Bradley Merrill Thompson Quoted in “FDA Seeks Software Developer Test Cases for Precertification Program”

Health Data Management

Bradley Merrill Thompson, Member of the Firm in the Health Care & Life Sciences practice, in the firm’s Washington, DC, office, was quoted in Health Data Management, in “FDA Seeks Software Developer Test Cases for Precertification Program,” by Greg Slabodkin.

Following is an excerpt:

While the FDA’s announcement last week states that it is seeking test cases from software firms to “inform the development of the Pre-Cert program as the FDA seeks to validate the Software Pre-Cert Pilot program,” the agency makes clear that it “does not intend to provide precertification for companies during the testing in 2019.”

Bradley Merrill Thompson, an attorney at Washington-based law firm Epstein Becker Green who counsels medical device companies on regulatory issues, says he sees in the agency’s latest announcement about test cases—and “opening this up to other companies”—a departure from prior FDA statements regarding the Pre-Cert program and pilot.

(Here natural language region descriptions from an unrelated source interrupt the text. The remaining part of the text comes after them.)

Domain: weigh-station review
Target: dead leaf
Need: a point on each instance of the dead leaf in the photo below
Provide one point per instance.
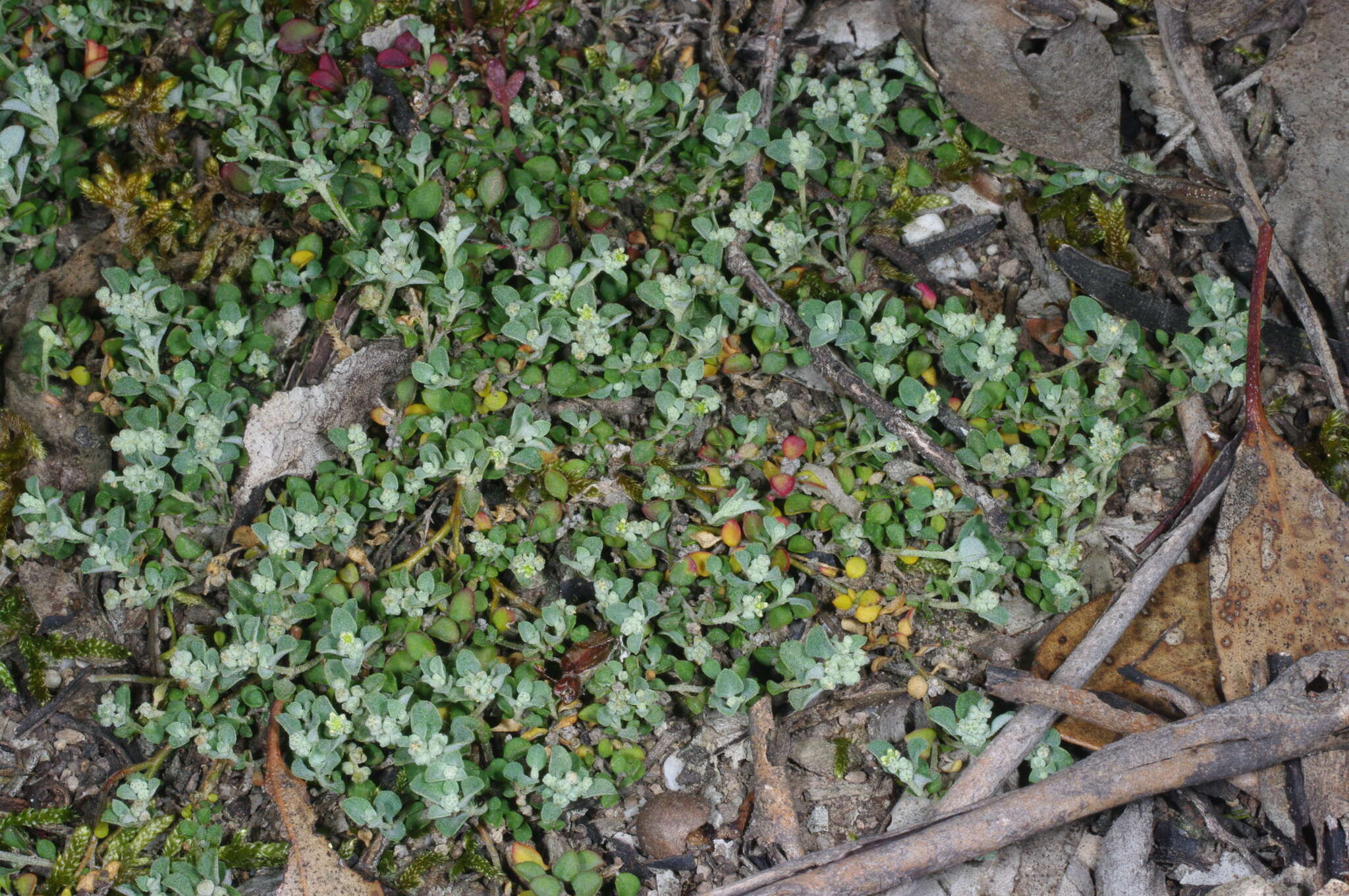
(1309, 76)
(1050, 92)
(1279, 570)
(1170, 641)
(288, 435)
(314, 866)
(821, 481)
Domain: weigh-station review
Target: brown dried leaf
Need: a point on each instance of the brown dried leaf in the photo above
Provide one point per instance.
(1279, 571)
(1050, 92)
(314, 866)
(1170, 641)
(288, 435)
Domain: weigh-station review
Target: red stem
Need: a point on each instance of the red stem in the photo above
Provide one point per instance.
(1255, 405)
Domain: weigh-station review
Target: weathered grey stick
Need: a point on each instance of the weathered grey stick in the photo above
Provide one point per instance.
(1107, 710)
(1186, 64)
(1305, 712)
(852, 387)
(1020, 736)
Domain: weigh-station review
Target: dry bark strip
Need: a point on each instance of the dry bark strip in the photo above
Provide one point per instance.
(1099, 708)
(1186, 61)
(775, 810)
(1305, 712)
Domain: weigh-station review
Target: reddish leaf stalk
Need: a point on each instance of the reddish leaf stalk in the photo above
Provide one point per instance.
(1255, 406)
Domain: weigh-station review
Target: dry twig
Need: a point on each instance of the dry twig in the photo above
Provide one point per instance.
(1020, 736)
(852, 386)
(775, 810)
(1188, 69)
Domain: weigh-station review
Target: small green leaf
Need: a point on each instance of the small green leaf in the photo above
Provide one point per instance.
(424, 203)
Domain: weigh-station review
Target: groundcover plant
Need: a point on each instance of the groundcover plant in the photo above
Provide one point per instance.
(584, 503)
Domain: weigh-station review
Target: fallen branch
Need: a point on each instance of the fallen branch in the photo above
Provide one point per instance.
(1020, 736)
(1188, 69)
(1304, 712)
(1107, 710)
(775, 810)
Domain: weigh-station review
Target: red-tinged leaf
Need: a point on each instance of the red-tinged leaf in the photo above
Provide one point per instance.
(96, 59)
(1279, 570)
(584, 656)
(314, 866)
(495, 76)
(298, 36)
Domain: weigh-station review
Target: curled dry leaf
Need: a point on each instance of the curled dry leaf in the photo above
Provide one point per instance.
(314, 866)
(288, 435)
(1170, 641)
(1050, 92)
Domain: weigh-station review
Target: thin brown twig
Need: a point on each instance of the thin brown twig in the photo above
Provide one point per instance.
(767, 87)
(717, 53)
(1118, 716)
(775, 810)
(1022, 735)
(1188, 69)
(1286, 720)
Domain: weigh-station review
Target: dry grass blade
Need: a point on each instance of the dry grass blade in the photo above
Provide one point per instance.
(314, 868)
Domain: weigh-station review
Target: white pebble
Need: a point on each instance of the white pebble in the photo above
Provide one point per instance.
(672, 767)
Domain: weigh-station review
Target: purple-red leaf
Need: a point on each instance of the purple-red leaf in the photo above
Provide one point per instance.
(298, 36)
(327, 76)
(393, 59)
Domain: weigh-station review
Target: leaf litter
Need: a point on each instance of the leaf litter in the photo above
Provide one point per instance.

“That was not the plan as recently as January,” contends Thompson. “They thought they had enough to do with just the nine pilot participants. It makes me wonder if some of the nine have needed to drop out for some reason. Just speculating, but obviously it’s possible that when the companies signed up to be in the pilot in August 2017, they may not have known what their submission strategy would be for 2019. In the interim, products that they were working on might have fizzled. Or there might be other reasons that they would choose to leave the program.”

According to Thompson, another departure from prior FDA statements appears to be the agency’s intention to solicit those software developers who plan to submit 510(k)s. He points out that earlier this year, the agency released a document with plans to implement the Pre-Cert Pilot Program under the De Novo pathway initially.

“Again, as recently as January, FDA said that its plan was to limit this to those submitting De Novos, and that they would proceed along the two different regulatory paths simultaneously,” observes Thompson. “This is important because they do not have legal authority for this program from Congress. So, if they are now going to open it up to companies pursuing 510(k)s, I assume—but don’t know—that they’re planning to do a parallel 510(k) review process along with the precertification program.”

He concludes that “given the extraordinarily slow pace of and little progress in developing the program over the last couple of years—and the fact that they will need legislative authority—the future of the program is quite uncertain.”